1 min read
“Plague is curable if detected in time. Our teams are working to ensure that everyone at risk has access to protection and treatment. The faster we move, the more lives we save,” said Dr. Charlotte Ndiaye, WHO Representative in Madagascar.
The different types of drugs will be used for both curative and prophylactic care. They are enough to treat up to 5000 patients and protect up to 100 000 people who may be exposed to the disease.
The medicines are being distributed to health facilities and mobile health clinics across the country with the support of the Ministry of Health and partners.
WHO is also filling critical shortages in disinfection materials and personal protective equipment for health professionals and safe burials.
WHO and the Ministry of Health are also training local health workers on how to identify and care for patients, and how to trace people who have had close contact with symptomatic patients so that they may be given protective treatment.

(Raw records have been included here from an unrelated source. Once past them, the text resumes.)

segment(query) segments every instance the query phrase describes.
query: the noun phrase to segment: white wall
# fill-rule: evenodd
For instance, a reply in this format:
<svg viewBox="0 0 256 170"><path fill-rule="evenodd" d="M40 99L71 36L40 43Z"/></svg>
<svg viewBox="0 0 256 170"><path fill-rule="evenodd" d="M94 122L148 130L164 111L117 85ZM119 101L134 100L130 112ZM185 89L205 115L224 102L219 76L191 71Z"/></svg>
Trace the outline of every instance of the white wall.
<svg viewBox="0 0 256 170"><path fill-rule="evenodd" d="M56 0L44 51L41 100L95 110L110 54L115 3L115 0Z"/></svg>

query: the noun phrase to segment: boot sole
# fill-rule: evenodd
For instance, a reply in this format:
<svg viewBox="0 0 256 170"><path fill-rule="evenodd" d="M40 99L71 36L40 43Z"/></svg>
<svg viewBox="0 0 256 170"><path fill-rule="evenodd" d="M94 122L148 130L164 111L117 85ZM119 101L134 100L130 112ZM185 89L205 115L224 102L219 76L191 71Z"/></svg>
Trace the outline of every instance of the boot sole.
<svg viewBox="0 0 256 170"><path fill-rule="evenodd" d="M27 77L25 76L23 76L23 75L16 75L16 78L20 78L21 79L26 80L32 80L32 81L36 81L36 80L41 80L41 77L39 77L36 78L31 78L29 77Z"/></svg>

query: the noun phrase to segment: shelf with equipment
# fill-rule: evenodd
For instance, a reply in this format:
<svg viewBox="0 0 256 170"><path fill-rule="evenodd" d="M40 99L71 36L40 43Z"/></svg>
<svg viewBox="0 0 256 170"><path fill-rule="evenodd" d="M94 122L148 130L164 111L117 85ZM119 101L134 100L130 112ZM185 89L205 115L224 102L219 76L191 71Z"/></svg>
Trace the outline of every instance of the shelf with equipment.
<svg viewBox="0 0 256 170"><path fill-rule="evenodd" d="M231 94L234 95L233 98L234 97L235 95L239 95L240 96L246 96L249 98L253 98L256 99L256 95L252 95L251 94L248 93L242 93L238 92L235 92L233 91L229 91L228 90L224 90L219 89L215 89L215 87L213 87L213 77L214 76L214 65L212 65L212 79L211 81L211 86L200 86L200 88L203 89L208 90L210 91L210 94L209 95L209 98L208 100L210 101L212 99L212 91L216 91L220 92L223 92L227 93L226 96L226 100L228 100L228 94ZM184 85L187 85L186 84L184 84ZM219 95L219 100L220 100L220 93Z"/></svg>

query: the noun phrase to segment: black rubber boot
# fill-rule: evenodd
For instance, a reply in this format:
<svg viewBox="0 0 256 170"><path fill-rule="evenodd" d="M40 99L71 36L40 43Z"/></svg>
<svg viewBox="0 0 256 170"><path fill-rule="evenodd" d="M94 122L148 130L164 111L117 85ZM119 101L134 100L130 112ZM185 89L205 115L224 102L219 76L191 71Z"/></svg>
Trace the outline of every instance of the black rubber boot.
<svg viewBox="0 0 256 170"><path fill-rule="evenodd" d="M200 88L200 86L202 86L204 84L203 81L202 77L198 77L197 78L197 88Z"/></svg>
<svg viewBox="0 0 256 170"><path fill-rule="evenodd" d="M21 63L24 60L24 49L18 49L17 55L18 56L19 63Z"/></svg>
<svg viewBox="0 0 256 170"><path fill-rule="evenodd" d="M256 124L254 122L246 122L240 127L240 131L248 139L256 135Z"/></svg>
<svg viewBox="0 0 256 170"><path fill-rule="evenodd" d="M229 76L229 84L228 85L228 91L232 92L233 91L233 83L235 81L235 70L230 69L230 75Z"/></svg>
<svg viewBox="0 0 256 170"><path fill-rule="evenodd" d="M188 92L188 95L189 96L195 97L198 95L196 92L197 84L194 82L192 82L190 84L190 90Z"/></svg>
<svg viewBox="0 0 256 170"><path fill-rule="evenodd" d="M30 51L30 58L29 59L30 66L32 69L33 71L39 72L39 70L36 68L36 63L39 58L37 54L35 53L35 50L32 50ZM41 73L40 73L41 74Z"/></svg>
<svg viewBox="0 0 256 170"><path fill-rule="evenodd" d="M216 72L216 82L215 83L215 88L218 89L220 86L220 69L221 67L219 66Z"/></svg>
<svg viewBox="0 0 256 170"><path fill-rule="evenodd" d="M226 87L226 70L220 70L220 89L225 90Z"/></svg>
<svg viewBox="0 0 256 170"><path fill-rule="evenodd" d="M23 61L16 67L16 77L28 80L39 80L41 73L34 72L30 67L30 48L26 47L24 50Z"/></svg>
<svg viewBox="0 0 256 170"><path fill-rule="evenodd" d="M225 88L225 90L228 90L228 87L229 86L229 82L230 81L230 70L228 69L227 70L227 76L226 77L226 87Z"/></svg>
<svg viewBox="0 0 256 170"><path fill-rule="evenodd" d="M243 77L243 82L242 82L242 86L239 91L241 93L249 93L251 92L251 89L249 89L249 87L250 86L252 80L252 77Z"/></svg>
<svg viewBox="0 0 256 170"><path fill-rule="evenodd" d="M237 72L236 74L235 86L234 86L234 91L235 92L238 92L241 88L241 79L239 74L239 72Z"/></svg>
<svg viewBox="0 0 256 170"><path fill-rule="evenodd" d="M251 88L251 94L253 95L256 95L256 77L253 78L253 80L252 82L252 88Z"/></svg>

Most of the 231 infections and 33 deaths that the Ministry of Health has reported since August are associated with pneumonic plague – a more dangerous form of the disease that affects the lungs and is transmitted through coughing at close range.
Both bubonic and pneumonic plague can be cured using common antibiotics if delivered early. Antibiotics can also help prevent infection among people who have been exposed to plague.
The WHO is currently appealing for US$5.5 million to effectively respond to the outbreak and save lives.